Imperator Fish is a lawyer. He leans to the left, but has always been a fair critic.
He has gone through all legal deeds about South Canterbury Finance, which were posted on Red Alert. Trevor Mallard has shown his legal skills are as excellent as his diplomatic skills and concluded it is all Bill English’s fault, and Bill has cost the taxpayer $300 million.
If you wish to take your legal advice from Trevor, then can I suggest you hire him to negotiate your purchase of the Auckland Harbour Bridge, which I have exclusive sale rights to.
Here is what Imperator Fish has found and concluded:
The Crown unquestionably had a legal obligation to pay out New Zealand depositors. This is unarguable. When SCF went into receivership, Bill English had no choice but to write out a cheque. Had he not done so the Crown would have been sued en masse by investors, and would have lost and been ordered to pay costs. The same business commentators now savaging Bill English for paying out investors would then be calling him a fool.
Including Trevor no doubt.
Some in the media and blogosphere have suggested the terms of the guarantee deeds may have been breached, and that this meant payment didn’t need to be made. Some go on to say that the fact payment was made proves this is just National looking after its mates. Wrong. It’s quite possible that breaches of the deeds occurred and should have been detected, and that the detection of such breaches may have enabled action to be taken to limit the Crown’s liability. But prior breaches do not affect the Crown’s liability to pay.
Important to note.
There was no obligation to pay overseas investors, as Bill English has himself admitted. He has said paying them out enables the Crown to take control of the receivership. It may seem unfair that some people are getting the benefit of a guarantee not designed for them, but the alternative is to risk getting much less during the receivership. English’s position on this matter is at least defensible, and may in fact be financially prudent.

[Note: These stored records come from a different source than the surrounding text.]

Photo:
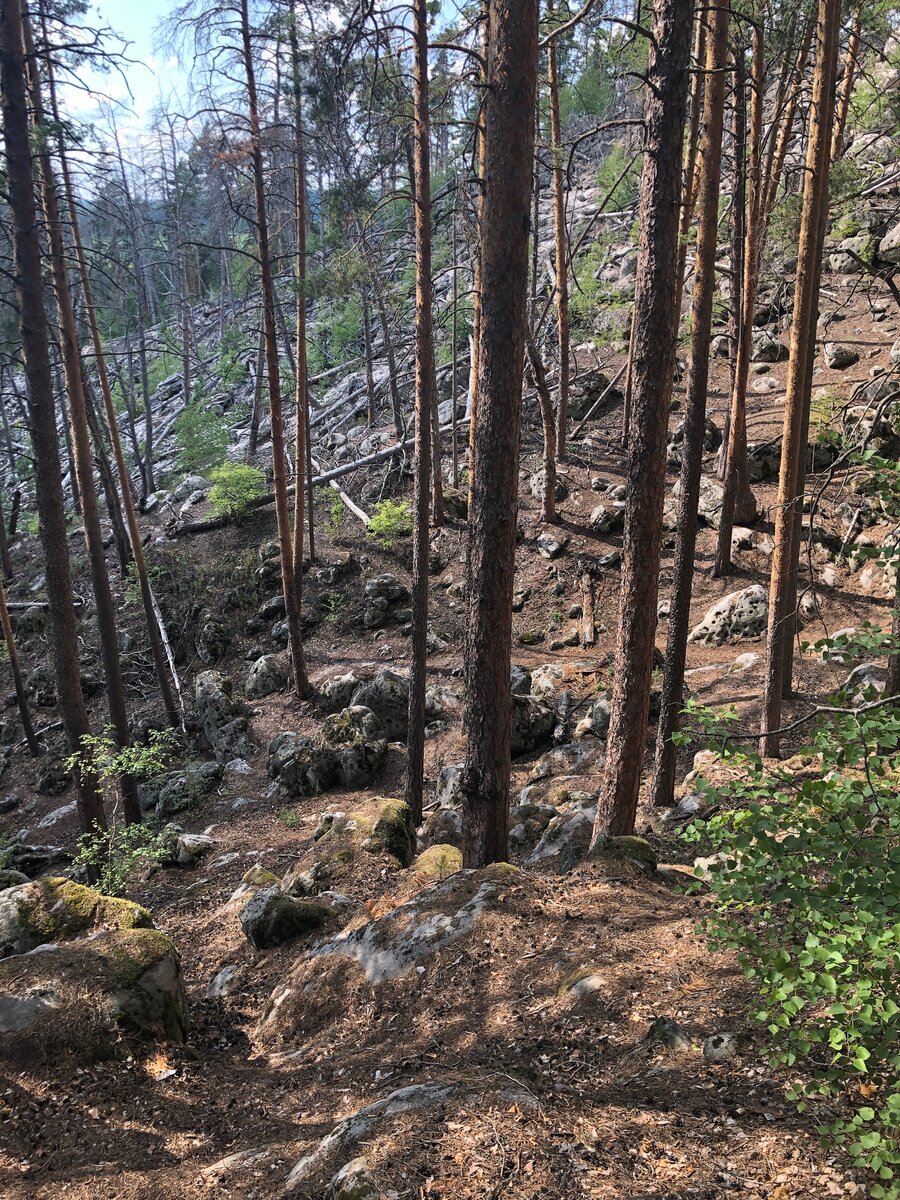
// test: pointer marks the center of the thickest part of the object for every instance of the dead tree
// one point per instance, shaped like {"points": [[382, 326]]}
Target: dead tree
{"points": [[508, 150], [655, 330], [696, 403], [789, 511], [425, 409], [36, 346]]}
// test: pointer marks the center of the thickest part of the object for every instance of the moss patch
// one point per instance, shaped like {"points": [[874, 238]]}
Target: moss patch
{"points": [[58, 909], [439, 861], [394, 831]]}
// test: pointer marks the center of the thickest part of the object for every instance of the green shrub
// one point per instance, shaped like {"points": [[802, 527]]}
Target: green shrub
{"points": [[234, 489], [123, 856], [391, 520], [202, 437], [807, 889]]}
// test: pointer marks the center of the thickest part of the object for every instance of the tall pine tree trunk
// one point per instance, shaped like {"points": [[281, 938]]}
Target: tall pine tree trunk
{"points": [[508, 150], [42, 414], [789, 510], [559, 240], [81, 436], [282, 511], [654, 335], [711, 151], [425, 407]]}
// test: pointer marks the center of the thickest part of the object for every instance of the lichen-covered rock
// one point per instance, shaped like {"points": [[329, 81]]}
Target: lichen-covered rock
{"points": [[438, 861], [595, 724], [387, 695], [738, 615], [567, 838], [394, 831], [385, 587], [766, 348], [533, 724], [214, 637], [337, 691], [628, 849], [267, 676], [271, 918], [57, 909], [78, 995], [366, 959], [225, 723], [52, 777], [349, 750]]}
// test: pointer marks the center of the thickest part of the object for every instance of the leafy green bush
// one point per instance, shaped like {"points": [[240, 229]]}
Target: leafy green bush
{"points": [[807, 889], [234, 489], [202, 437], [124, 855], [391, 520]]}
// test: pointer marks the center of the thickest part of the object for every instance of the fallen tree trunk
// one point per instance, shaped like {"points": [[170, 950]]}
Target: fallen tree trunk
{"points": [[328, 477]]}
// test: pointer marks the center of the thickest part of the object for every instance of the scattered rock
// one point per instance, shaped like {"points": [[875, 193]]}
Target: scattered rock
{"points": [[719, 1048], [271, 918], [225, 723], [738, 615], [839, 357], [267, 676]]}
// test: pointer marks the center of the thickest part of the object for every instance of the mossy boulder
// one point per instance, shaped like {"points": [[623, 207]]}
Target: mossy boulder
{"points": [[394, 831], [58, 910], [273, 918], [628, 849], [437, 862], [348, 751], [79, 996]]}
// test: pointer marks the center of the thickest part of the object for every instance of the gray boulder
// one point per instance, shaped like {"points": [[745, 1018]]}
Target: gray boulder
{"points": [[387, 695], [267, 676], [271, 918], [738, 615], [225, 724]]}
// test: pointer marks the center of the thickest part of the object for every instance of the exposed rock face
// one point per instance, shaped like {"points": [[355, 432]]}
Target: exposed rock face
{"points": [[889, 247], [839, 357], [213, 639], [223, 720], [767, 348], [369, 958], [349, 751], [271, 918], [75, 995], [267, 676], [388, 696], [533, 723], [739, 615], [55, 910]]}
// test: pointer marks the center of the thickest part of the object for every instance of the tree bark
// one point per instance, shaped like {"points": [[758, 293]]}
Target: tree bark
{"points": [[81, 436], [654, 337], [803, 345], [292, 607], [135, 538], [509, 147], [705, 287], [16, 671], [851, 65], [36, 349], [559, 239], [425, 409]]}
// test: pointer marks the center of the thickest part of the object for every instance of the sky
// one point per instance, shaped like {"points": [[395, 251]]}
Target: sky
{"points": [[153, 71]]}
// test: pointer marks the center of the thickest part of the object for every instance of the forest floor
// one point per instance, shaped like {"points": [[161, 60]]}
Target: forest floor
{"points": [[547, 1095]]}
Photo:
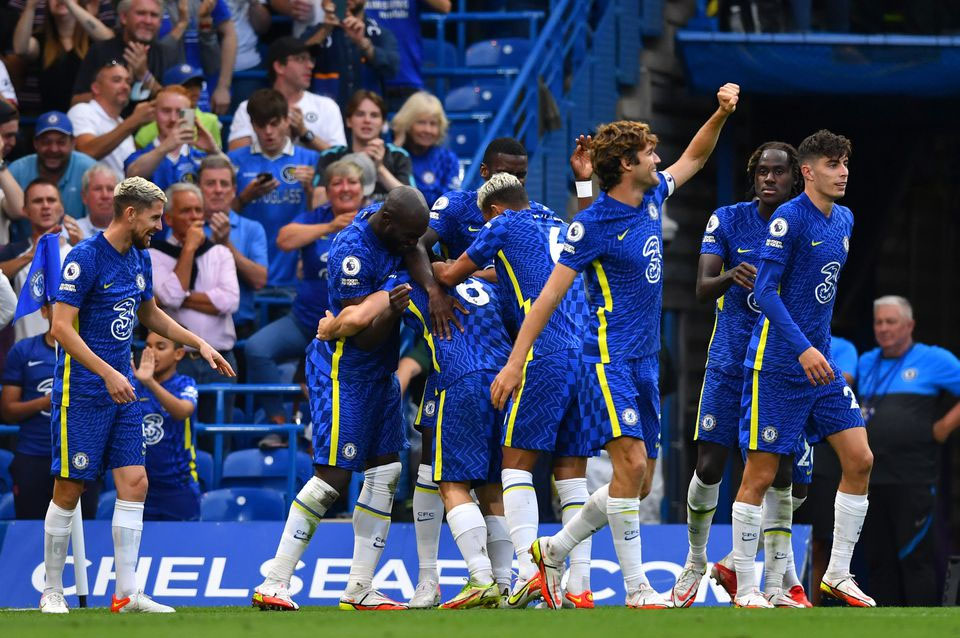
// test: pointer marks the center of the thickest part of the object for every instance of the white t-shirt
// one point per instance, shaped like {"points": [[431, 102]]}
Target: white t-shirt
{"points": [[6, 86], [90, 118], [321, 115]]}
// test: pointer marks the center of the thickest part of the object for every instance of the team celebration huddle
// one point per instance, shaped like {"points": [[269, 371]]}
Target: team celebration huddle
{"points": [[544, 338]]}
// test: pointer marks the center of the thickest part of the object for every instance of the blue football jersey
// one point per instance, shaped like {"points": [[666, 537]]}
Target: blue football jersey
{"points": [[620, 250], [813, 249], [483, 344], [525, 246], [171, 453], [735, 234], [312, 295], [278, 207], [30, 365], [108, 288], [359, 264], [457, 219]]}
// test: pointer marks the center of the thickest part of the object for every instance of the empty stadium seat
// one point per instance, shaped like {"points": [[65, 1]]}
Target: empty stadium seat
{"points": [[6, 481], [476, 97], [436, 54], [506, 52], [7, 513], [105, 505], [254, 468], [242, 504]]}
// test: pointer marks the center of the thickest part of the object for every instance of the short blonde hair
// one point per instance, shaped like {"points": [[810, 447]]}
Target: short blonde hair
{"points": [[418, 104]]}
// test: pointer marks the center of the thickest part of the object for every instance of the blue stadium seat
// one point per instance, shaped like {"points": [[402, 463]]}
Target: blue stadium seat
{"points": [[242, 504], [509, 52], [7, 513], [253, 468], [463, 138], [205, 470], [476, 97], [105, 505], [438, 54], [6, 481]]}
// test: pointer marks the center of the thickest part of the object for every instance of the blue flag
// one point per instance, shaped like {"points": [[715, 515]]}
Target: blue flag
{"points": [[43, 280]]}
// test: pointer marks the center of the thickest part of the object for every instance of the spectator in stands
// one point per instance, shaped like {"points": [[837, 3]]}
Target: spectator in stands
{"points": [[191, 79], [244, 238], [97, 191], [43, 210], [11, 194], [366, 114], [27, 380], [352, 54], [170, 399], [899, 386], [312, 234], [274, 178], [136, 47], [56, 52], [420, 127], [180, 145], [402, 18], [195, 281], [55, 161], [202, 49], [315, 120], [100, 131]]}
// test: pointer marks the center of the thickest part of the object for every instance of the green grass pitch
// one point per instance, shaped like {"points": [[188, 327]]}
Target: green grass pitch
{"points": [[609, 622]]}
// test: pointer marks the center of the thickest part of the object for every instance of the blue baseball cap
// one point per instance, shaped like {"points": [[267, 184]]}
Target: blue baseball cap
{"points": [[53, 121], [180, 74]]}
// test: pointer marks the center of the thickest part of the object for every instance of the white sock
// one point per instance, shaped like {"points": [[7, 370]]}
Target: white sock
{"points": [[500, 549], [573, 495], [623, 515], [371, 523], [127, 529], [849, 510], [309, 506], [427, 521], [790, 578], [591, 518], [56, 539], [470, 532], [701, 506], [776, 523], [746, 536], [523, 516]]}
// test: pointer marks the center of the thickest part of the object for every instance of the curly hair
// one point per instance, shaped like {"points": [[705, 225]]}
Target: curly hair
{"points": [[792, 159], [615, 141], [823, 143]]}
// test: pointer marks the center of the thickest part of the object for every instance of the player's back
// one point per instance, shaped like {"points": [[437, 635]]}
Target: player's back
{"points": [[619, 249], [483, 344], [457, 219], [107, 287], [359, 265], [525, 246], [171, 455], [734, 233], [812, 249]]}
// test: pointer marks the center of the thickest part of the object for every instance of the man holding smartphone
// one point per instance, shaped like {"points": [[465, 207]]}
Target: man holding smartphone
{"points": [[274, 179], [180, 145]]}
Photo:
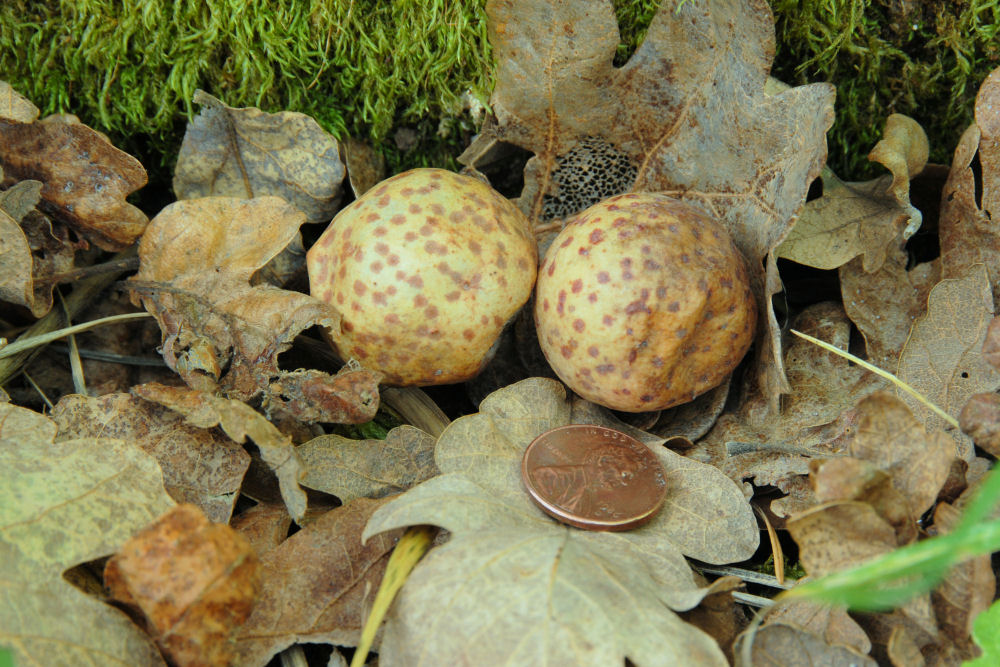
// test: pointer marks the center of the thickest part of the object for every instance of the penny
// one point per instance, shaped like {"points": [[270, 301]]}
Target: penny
{"points": [[594, 477]]}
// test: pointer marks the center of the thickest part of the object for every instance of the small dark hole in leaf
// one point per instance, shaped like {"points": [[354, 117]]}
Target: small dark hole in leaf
{"points": [[506, 174]]}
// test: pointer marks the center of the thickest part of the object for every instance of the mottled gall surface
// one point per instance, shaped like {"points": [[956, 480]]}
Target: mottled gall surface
{"points": [[643, 302], [426, 268]]}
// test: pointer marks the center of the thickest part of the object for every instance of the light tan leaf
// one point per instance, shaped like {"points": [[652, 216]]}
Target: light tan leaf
{"points": [[14, 106], [883, 304], [318, 585], [889, 436], [248, 153], [686, 116], [550, 585], [197, 259], [942, 357], [192, 581], [199, 466], [239, 421], [970, 202], [781, 644], [85, 179], [352, 469], [62, 505]]}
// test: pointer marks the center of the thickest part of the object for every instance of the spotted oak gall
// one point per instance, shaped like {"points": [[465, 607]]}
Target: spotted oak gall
{"points": [[643, 302], [425, 268]]}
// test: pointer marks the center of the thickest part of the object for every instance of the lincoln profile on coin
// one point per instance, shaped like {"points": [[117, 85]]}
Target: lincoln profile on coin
{"points": [[579, 487]]}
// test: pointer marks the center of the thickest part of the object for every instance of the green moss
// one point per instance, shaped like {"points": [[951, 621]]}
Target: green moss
{"points": [[370, 67], [927, 64]]}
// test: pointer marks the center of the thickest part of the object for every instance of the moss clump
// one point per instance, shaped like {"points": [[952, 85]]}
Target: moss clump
{"points": [[360, 67], [927, 63], [369, 67]]}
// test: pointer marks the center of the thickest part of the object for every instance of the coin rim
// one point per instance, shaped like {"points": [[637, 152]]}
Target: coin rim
{"points": [[575, 520]]}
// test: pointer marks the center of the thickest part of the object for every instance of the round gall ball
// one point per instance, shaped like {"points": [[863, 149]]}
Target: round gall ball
{"points": [[425, 268], [643, 303]]}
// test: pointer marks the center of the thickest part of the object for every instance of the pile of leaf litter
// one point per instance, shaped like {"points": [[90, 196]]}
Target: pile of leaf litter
{"points": [[175, 480]]}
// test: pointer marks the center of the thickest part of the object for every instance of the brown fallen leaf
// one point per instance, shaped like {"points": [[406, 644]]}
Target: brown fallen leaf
{"points": [[200, 467], [942, 358], [557, 595], [352, 469], [31, 250], [917, 459], [85, 179], [965, 592], [14, 106], [980, 420], [248, 153], [863, 219], [318, 585], [781, 644], [883, 304], [197, 259], [192, 581], [815, 421], [834, 625], [62, 505], [686, 116], [239, 421], [969, 202]]}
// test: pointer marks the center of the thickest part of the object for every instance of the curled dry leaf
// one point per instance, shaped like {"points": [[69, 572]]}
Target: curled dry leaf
{"points": [[318, 585], [551, 587], [238, 420], [970, 202], [883, 304], [248, 153], [889, 436], [193, 582], [196, 262], [943, 358], [55, 505], [85, 179], [14, 106], [352, 469], [863, 219], [200, 467], [695, 87]]}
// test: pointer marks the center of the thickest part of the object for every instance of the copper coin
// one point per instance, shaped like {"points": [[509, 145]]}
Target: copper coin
{"points": [[594, 477]]}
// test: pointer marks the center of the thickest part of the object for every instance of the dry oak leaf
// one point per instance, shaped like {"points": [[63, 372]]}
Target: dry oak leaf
{"points": [[63, 504], [85, 179], [248, 153], [238, 421], [917, 459], [513, 586], [863, 219], [14, 106], [196, 262], [686, 116], [200, 466], [970, 202], [942, 358], [352, 469], [318, 585], [883, 304], [817, 415], [786, 644], [193, 582]]}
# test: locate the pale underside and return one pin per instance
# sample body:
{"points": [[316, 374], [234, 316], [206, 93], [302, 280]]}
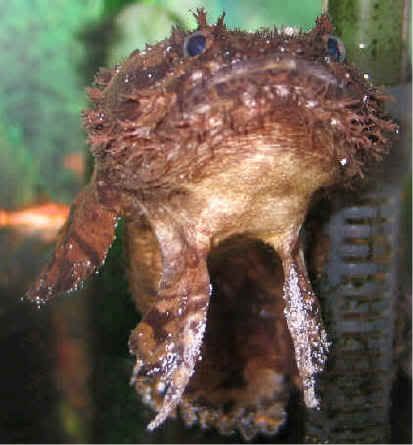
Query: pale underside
{"points": [[263, 196]]}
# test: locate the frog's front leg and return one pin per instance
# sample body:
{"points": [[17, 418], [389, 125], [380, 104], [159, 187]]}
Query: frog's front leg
{"points": [[168, 340], [304, 321]]}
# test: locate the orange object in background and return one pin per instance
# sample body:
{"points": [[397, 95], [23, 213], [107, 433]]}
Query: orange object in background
{"points": [[44, 219]]}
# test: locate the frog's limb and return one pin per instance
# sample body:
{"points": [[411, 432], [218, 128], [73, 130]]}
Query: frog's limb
{"points": [[81, 248], [168, 340], [303, 314]]}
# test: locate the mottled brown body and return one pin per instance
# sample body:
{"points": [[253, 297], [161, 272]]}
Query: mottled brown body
{"points": [[203, 154]]}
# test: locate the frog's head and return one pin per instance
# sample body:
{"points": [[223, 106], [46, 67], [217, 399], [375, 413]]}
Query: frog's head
{"points": [[160, 117]]}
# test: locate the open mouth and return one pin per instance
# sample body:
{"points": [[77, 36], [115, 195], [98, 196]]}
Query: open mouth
{"points": [[247, 370]]}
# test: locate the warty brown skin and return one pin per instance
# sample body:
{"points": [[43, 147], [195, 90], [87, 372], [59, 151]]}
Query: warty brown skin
{"points": [[194, 151]]}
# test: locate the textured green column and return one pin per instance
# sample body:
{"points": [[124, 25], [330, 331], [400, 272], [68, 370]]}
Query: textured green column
{"points": [[360, 287], [372, 32]]}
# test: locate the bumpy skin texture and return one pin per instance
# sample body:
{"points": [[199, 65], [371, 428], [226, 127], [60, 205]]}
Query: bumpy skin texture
{"points": [[193, 151]]}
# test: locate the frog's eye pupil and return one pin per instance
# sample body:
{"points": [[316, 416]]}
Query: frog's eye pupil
{"points": [[194, 45], [335, 49]]}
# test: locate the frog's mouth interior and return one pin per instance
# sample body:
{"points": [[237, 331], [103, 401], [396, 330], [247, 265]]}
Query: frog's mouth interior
{"points": [[247, 370]]}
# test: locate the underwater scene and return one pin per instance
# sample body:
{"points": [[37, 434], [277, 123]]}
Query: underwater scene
{"points": [[205, 221]]}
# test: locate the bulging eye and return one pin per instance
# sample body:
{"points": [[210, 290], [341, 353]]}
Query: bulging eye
{"points": [[336, 49], [194, 44]]}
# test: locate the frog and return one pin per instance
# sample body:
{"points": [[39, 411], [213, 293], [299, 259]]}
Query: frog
{"points": [[210, 146]]}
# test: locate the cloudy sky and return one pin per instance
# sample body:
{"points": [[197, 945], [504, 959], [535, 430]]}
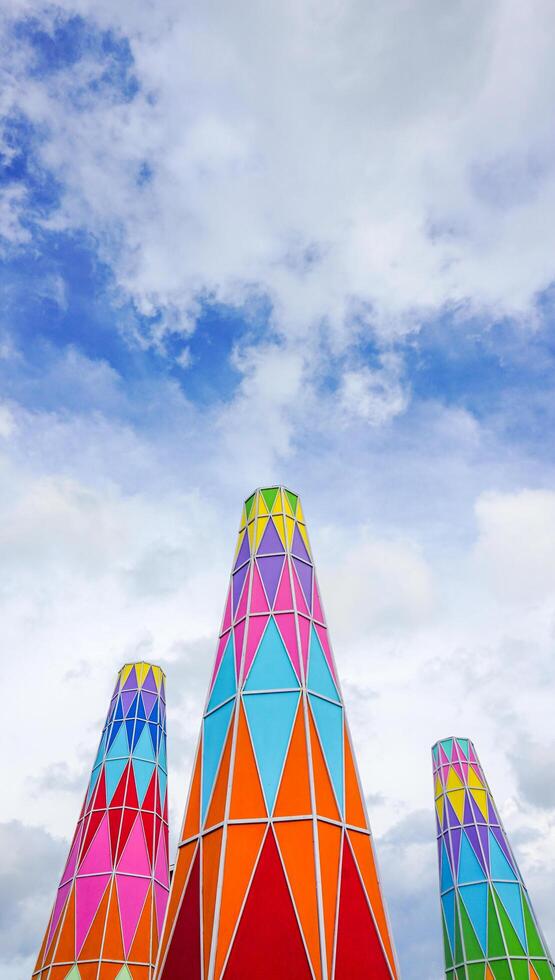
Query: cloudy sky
{"points": [[305, 241]]}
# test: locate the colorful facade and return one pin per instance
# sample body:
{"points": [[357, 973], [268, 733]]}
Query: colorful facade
{"points": [[112, 897], [490, 931], [275, 874]]}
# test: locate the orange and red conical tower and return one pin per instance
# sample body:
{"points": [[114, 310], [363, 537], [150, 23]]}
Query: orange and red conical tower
{"points": [[275, 874], [112, 896]]}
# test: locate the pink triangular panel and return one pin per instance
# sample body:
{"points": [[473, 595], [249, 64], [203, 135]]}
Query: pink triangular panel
{"points": [[284, 598], [227, 614], [242, 609], [161, 866], [134, 859], [160, 902], [239, 632], [72, 859], [259, 603], [299, 595], [304, 630], [63, 892], [286, 624], [131, 895], [317, 613], [99, 857], [88, 895], [323, 637], [257, 625], [222, 643]]}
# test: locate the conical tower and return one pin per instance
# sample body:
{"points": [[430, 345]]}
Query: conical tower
{"points": [[275, 874], [113, 892], [490, 931]]}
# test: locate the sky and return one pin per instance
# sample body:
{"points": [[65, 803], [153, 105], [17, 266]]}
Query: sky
{"points": [[299, 242]]}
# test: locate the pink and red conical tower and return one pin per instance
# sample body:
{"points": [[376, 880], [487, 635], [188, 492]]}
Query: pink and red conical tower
{"points": [[112, 896], [275, 874]]}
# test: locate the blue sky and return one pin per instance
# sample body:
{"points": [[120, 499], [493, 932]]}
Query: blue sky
{"points": [[300, 244]]}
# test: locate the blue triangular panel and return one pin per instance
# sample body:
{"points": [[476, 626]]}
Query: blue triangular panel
{"points": [[272, 667], [143, 774], [270, 718], [113, 776], [446, 876], [499, 866], [224, 686], [448, 903], [319, 674], [469, 866], [143, 748], [509, 893], [119, 746], [329, 722], [475, 898], [215, 730]]}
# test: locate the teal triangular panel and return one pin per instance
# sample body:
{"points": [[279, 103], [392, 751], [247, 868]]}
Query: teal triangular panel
{"points": [[509, 893], [469, 866], [448, 903], [143, 774], [270, 718], [143, 748], [475, 898], [224, 685], [499, 866], [215, 728], [329, 722], [272, 667], [319, 674], [162, 783], [119, 747], [446, 876], [94, 779], [113, 775]]}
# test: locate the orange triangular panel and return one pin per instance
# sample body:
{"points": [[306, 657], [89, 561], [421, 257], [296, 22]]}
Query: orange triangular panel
{"points": [[296, 843], [185, 857], [362, 848], [191, 824], [294, 792], [216, 810], [92, 946], [247, 800], [113, 942], [329, 843], [211, 847], [325, 799], [242, 849], [354, 809]]}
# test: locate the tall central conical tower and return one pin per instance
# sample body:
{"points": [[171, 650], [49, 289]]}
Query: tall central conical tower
{"points": [[275, 874]]}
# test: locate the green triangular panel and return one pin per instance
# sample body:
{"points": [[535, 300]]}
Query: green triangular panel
{"points": [[495, 939], [270, 495], [292, 498]]}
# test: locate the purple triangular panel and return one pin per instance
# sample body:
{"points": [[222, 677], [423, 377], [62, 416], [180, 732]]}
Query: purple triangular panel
{"points": [[304, 572], [270, 571], [244, 551], [455, 837], [150, 683], [298, 547], [472, 834], [131, 682], [271, 541], [483, 834], [468, 818], [238, 582]]}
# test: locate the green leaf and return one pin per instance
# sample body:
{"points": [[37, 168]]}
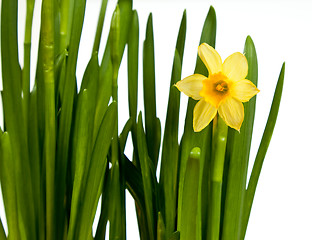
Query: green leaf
{"points": [[190, 139], [35, 151], [47, 44], [14, 119], [161, 231], [264, 145], [134, 184], [80, 159], [8, 186], [238, 155], [170, 153], [95, 175], [65, 120], [133, 58], [99, 27], [175, 236], [190, 196], [101, 228], [149, 93], [148, 177], [2, 233], [124, 135]]}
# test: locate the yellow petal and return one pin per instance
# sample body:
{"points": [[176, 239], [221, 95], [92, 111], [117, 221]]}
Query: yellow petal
{"points": [[243, 90], [235, 66], [191, 85], [203, 114], [210, 58], [232, 112]]}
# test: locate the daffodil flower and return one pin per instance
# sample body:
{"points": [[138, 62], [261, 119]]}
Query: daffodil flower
{"points": [[222, 92]]}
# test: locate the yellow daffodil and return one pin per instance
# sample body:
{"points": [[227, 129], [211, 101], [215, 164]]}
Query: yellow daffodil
{"points": [[222, 92]]}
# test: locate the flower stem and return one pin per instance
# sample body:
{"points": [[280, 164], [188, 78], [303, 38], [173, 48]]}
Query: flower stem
{"points": [[220, 131]]}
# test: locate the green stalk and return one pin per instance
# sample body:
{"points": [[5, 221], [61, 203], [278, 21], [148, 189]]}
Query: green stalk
{"points": [[117, 221], [66, 11], [99, 27], [49, 101], [220, 131], [27, 49]]}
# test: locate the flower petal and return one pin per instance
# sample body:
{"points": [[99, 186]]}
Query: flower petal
{"points": [[243, 90], [210, 58], [232, 112], [235, 66], [203, 114], [191, 85]]}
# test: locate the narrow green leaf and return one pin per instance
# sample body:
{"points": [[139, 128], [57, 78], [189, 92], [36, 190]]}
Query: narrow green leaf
{"points": [[90, 82], [181, 38], [190, 139], [149, 92], [99, 27], [8, 186], [35, 153], [80, 159], [65, 119], [175, 236], [170, 153], [15, 122], [161, 231], [95, 175], [101, 228], [2, 233], [133, 58], [134, 184], [104, 91], [125, 7], [264, 145], [147, 177], [239, 147], [124, 135], [27, 49], [47, 43], [189, 197]]}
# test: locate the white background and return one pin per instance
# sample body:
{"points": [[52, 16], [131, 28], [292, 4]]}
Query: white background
{"points": [[281, 31]]}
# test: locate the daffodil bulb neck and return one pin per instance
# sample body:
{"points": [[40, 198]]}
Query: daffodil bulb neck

One may have ended up with years of litigation, if some investors were excluded. An extra $20 million, to gain full control seemed worth doing.
SCF had a number of obligations under the deeds, including the obligation to conduct its business and operations in a proper, businesslike, efficient and prudent manner, and the obligation not to engage in related-party transactions. Any breach by SCF of those obligations would give the Crown the right to withdraw the guarantee in relation to future deposits only.
This is what many people do not realise. Once the guarantee is in place, you can’t punish the investors for the sins of the company.
IF does want an inquiry though:
I stand by the move to pay New Zealand depositors, because legally any other position would have been utterly indefensible. The decision to pay overseas depositors can at least be debated, though I understand the reasoning behind the move.
But questions remain about the role of Treasury and others in this. Could SCF’s troubles have been detected earlier? Could the Government have avoided paying out some of this money?
This needs a public enquiry. A huge amount of money has been paid out, and the decisions of those involved should be scrutinised. If it turns out they have acted entirely properly, then they will have nothing to fear.